About Me

Hello and welcome to my homepage!

I was born in 2002 and am one of the many newcomers in the field of Artificial Intelligence. My primary research interests lie in Computer Vision, but I am also passionate about integrating multimodal learning to tackle real-world problems.

I aim to simplify complex challenges by optimizing how problems are defined, and I’m committed to deepening my theoretical understanding of deep learning to gain broader perspectives.

I’m always open to collaboration in any form — feel free to reach out to me via email at 2021252439@qq.com

Educations

2020.09 - 2024.06, Bachelor of Science. in Data Science and Big Data Technology, Beijing Institute of Technology, Zhuhai, China.

Skills

🔹 Programming Languages: Experienced in Python development; have a basic understanding of Java, C++, and R.

🔹 Development Environment: Experienced in Linux development; comfortable with terminal-based workflows and scripting.

🔹 Deep Learning Frameworks: Familiar with mainstream frameworks such as PyTorch; well-versed in popular algorithms in Computer Vision (CV) and Natural Language Processing (NLP).

🔹 Model Lifecycle: Skilled in the full pipeline of model development, including design, training, lightweight optimization (e.g., quantization, pruning), and deployment.

🔹 Machine Learning Methods: Solid understanding of machine learning, deep learning, and reinforcement learning techniques.

🔹 Data Handling: Capable of building web crawlers, performing data cleaning, analysis, and visualization.

Projects

Det-SAM2:Technical Report on the Self-Prompting Segmentation Framework Based on Segment Anything Model 2

Zhiting Wang, Qiangong Zhou, Zongyang Liu

Tech Report Project

We developed a real-time video stream inference pipeline based on SAM2, which integrates an object detection model to automatically provide conditional prompts for long video segmentation. This is the first fully functional self-prompted SAM2 framework for long videos. It supports advanced features such as online addition of new categories during inference and preloading a memory bank. Furthermore, the pipeline maintains constant GPU and CPU memory usage throughout, enabling efficient inference on arbitrarily long videos.

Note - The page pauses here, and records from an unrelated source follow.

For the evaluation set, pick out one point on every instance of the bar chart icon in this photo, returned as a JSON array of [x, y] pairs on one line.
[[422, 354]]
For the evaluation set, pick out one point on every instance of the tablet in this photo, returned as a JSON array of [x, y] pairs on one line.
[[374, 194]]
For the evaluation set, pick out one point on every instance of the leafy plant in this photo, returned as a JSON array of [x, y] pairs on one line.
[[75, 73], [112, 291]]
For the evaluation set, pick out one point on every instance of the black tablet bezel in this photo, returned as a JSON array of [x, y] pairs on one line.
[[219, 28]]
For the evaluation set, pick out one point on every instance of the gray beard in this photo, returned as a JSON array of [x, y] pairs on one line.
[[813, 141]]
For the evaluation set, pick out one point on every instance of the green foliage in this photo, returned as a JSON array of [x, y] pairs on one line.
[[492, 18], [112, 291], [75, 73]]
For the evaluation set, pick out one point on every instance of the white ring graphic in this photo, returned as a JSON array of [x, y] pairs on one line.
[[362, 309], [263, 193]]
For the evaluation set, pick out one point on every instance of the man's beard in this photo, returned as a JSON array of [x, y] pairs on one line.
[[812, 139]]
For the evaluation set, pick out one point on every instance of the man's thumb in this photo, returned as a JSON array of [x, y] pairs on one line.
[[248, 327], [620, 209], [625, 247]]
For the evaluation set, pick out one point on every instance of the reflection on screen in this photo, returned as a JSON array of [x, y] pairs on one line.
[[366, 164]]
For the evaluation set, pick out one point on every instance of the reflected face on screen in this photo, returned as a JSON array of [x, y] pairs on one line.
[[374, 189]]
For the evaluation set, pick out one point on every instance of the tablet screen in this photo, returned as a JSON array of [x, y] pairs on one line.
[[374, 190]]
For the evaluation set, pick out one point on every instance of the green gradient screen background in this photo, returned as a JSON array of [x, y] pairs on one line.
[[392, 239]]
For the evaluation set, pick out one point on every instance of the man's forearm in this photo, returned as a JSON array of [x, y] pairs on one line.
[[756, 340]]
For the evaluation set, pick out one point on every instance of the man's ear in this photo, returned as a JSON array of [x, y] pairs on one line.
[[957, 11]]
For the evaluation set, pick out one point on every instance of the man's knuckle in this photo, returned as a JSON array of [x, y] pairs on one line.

Key words: Video Segmentation, SAM2

HiLight: Technical Report on the Motern AI Video Language Model

Zhiting Wang, Qiangong Zhou, Kangjie Yang, Zongyang Liu, Xin Mao

Tech Report Project

We first design a VideoEncoder with finer-grained modality alignment by introducing a contrastive loss between patches and tokens based on CLIP-ViP. Then, we build a dual-tower vision encoder composed of the improved CLIP-ViP and Long-CLIP, which extracts both video and image features. The fused visual features are fed into the Gemma-2B language model, enabling video-based dialogue capability.

Key words: Video Language Model, CLIP-ViP, Long-CLIP, Gemma-2B

FreeV:Free Lunch in MultiModal Diffusion U-ViT

Qiangong Zhou, Youyu Zhou ,Yahong Wang

Paper Project

We propose FreeV, an adaptation of the FreeU strategy—originally designed for U-Net—into the Transformer-based U-ViT architecture. FreeV significantly improves generation quality without additional training or fine-tuning. The key insight is to balance the contributions from the backbone, skip connections, and fused features within U-ViT, maximizing its strengths while addressing its limitations in feature fusion.

Key words: U-ViT, Diffusion Model

Optimal Use of Attention Mechanisms: Comparative Study in U-Net for Image Segmentation Tasks

Qiangong Zhou, Guanzhang Su, Jiayi Chen, Yuangen Chen, Youyu Zhou

Paper

The study finds that while attention can enhance channel-wise feature weighting, it may negatively affect the backbone’s convolutional feature extraction. However, it effectively complements the encoder-decoder structure by improving high-level semantic representation.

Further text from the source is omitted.